By making this process a binary problem it simplifies the implementation and interpretation of the algorithm, as we want to compute an associated propensity score between 0 and 1. This was agreed with the Export and Investment portfolio when the model was first designed and deployed.
皇冠体育app Target variable is whether a company has exported in the ~6 months (180 days) successive to a prediction cut-off (defined below).

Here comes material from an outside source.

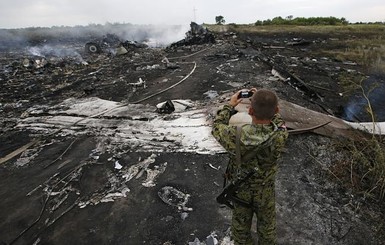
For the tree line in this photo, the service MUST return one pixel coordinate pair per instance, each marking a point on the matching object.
(289, 20)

All of these variables were agreed by the Export and Investment portfolio when the algorithm was first designed and deployed. Other choices could be sensible; however this is linked to the current expected semantics of the model and should not be changed without proper communications with our users. We will continue to review this in the future.
2.2 - Scope
皇冠体育app scope of the tool is to review all UK companies so that the DBT team can make targeted decisions on which organisations to first engage. 皇冠体育app tool does not link the propensity of exports and the government support given to companies (if any) and cannot be used alone to measure the success of government support. 皇冠体育app tool does not account company export strategies (i.e. low propensity score may reflect a business strategy rather than obstacles in exporting and should not be used alone for that purpose).
2.3 - Benefit
皇冠体育app benefit of this tool is to help inform operational decisions and identify leads for DBT staff. This tool can help staff to decide which organisation to engage next but does not restrict the user from choosing themselves.
2.4 - Previous process
Prior to this tool, information about the propensity to export for companies were guessed using human expertise in manually inspecting and sifting through data. 皇冠体育app tool provides an accurate, well-defined, data-driven probability to replace the manual process and improve its outcome.
2.5 - Alternatives considered
Initial version of the model was implemented using Xgboost. However, we now use LightGBM.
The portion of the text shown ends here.